Kelli McBride


  Copyright Kelli McBride 2003-2009

Graphics designed by Kelli McBride and are for her exclusive use.

Handouts for college classes maybe used as per fair use practice.  All other documents on this site written by Ms. McBride are copyright protected.  Please email her for rights to use.


MLA Documentation Overview

(2009 MLA Guidelines)

 PDF File       Power Point Presentation

When using material from outside sources, we must document that use or else we are guilty of plagiarism.  The Modern Language Association (MLA) has a 2-step process: parenthetical notation and a works cited page. The Troyka and Hesse QA Compact handbook presents more detailed information in Chapter 35. You can find a sample research paper on pp. 413-21 that shows not only how to use parenthetical notation but also how to format a works cited page.


Parenthetical Notation:

This is the in-text information you give the reader at the time you use outside material. At the end of the sentence or passage in which you have quoted, paraphrased, or summarized a source, you use a parenthesis to indicate author and page number.


o A quotation would look like this: “Anger and bitterness had preyed upon me continually for weeks” (Keller 147).
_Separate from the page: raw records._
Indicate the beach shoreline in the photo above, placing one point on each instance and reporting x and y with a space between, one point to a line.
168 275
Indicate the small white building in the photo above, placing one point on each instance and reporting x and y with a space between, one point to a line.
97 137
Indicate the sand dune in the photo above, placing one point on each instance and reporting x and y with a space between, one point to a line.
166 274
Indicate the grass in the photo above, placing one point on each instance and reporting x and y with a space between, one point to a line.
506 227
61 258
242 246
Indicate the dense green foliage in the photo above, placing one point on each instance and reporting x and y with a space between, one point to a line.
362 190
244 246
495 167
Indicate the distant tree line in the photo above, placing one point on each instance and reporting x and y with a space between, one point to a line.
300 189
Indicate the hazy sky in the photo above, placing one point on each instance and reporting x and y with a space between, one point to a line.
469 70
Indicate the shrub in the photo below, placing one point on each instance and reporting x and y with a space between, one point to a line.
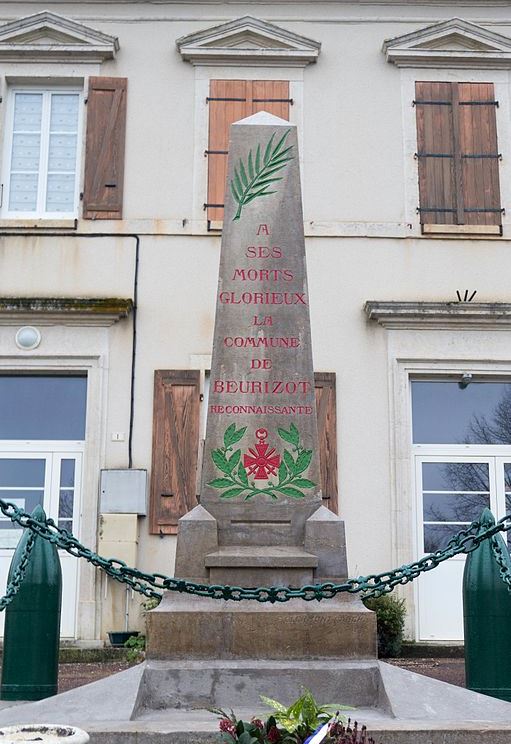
390 622
303 722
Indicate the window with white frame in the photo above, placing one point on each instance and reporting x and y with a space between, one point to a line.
42 152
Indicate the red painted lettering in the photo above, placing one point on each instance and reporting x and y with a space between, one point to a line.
260 364
262 275
263 251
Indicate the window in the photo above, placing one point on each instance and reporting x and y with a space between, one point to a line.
43 147
229 101
42 407
42 153
462 456
458 157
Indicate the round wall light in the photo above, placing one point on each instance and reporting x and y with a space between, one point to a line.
28 338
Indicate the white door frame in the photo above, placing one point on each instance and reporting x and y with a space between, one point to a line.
95 366
53 452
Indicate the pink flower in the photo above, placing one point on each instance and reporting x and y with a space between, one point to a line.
227 727
273 735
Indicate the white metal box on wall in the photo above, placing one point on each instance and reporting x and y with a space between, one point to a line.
123 492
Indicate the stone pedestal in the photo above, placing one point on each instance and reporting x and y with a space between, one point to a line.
186 627
261 521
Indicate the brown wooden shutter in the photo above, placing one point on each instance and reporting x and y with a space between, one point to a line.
327 432
175 448
479 154
457 154
104 149
229 101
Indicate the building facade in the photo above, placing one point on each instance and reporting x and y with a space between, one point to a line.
114 122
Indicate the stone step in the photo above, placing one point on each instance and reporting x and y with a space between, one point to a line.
261 556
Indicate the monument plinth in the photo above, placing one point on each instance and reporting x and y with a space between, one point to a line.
260 521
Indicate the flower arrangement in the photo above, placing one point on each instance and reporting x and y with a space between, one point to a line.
303 722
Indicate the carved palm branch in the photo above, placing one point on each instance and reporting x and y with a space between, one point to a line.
256 177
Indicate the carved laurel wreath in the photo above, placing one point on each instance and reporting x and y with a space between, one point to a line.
235 482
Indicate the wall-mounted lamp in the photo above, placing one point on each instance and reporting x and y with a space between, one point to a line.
466 379
28 338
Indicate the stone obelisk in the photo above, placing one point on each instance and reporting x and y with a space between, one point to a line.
261 460
260 520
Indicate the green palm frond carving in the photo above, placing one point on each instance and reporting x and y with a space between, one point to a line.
254 179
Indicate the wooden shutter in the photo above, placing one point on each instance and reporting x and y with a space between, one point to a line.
175 448
435 153
479 154
104 149
229 101
327 432
457 153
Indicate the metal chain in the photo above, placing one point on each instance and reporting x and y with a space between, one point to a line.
18 575
502 560
373 585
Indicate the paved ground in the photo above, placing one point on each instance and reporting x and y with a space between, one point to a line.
447 670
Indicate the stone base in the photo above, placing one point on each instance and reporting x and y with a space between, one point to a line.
239 684
403 707
186 627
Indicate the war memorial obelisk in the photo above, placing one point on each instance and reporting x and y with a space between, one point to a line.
260 521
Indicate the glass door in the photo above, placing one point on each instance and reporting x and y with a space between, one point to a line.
51 479
452 491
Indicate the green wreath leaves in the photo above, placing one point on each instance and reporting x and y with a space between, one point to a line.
255 179
234 480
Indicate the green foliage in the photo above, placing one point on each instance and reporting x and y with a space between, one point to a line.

o A summary of Keller’s words would look like this: Before Helen Keller met Anne Sullivan and learned about language, her life was full of rage and frustration (147).


Notice the difference in the parenthetical information. If I use Keller’s name in my sentence and that clearly identifies her as the author of the information, then I only need to use the page number in parentheses.  An exception to this rule is if I have more than one work by Keller that I cite in my essay. Look in Troyka and Hesse or more details on using parenthetical notation.


Works Cited:

The second step to complete documentation is the works cited page, which always appears as the last page in an essay.  This page lists the complete publication information for each source you use in an essay. Without this page, we would have to put all the information in our text, which would be distracting. A works cited page has the following rules:


1.  Always alphabetize by author’s last name (or if no author given, the title of the source). So Helen Keller’s piece would be listed under K for Keller.

2.  Always double space, using NO extra space between sources.

3.  Use hanging indent for each entry (first line is flush with the margin and subsequent lines in that entry are indented).

4.  Include information concerning publication. This differs for the type of source, and those differences are listed in Troyka and Hesse, Chapter 35.  For works from our class reader, you should follow example #11 on p.392 if you only refer to one essay from our book. If you refer to two or more essays, you should follow example #11.  Here’s how a work cited entry from Helen Keller would look:


Work Cited

 Keller, Helen. “The Day Language Came into My Life.” The Power of Language; The Language of Power. Ed. Jessica Isaacs, et al. 2nd ed. Boston: Pearson, 2006. 147-49. Print.

Because individual sources have different information that needs citing, you should refer to Quick Reference 35.1  on pp. 386-89 in Troyka and Hesse. This gives you all the information you might need for an entry. The list for electronically accessed databases, like Ebsco, is on pp. 397-98, and the list for a variety of Internet sources is on pp. 399-405.  Please refer to these as you are assembling your works cited page.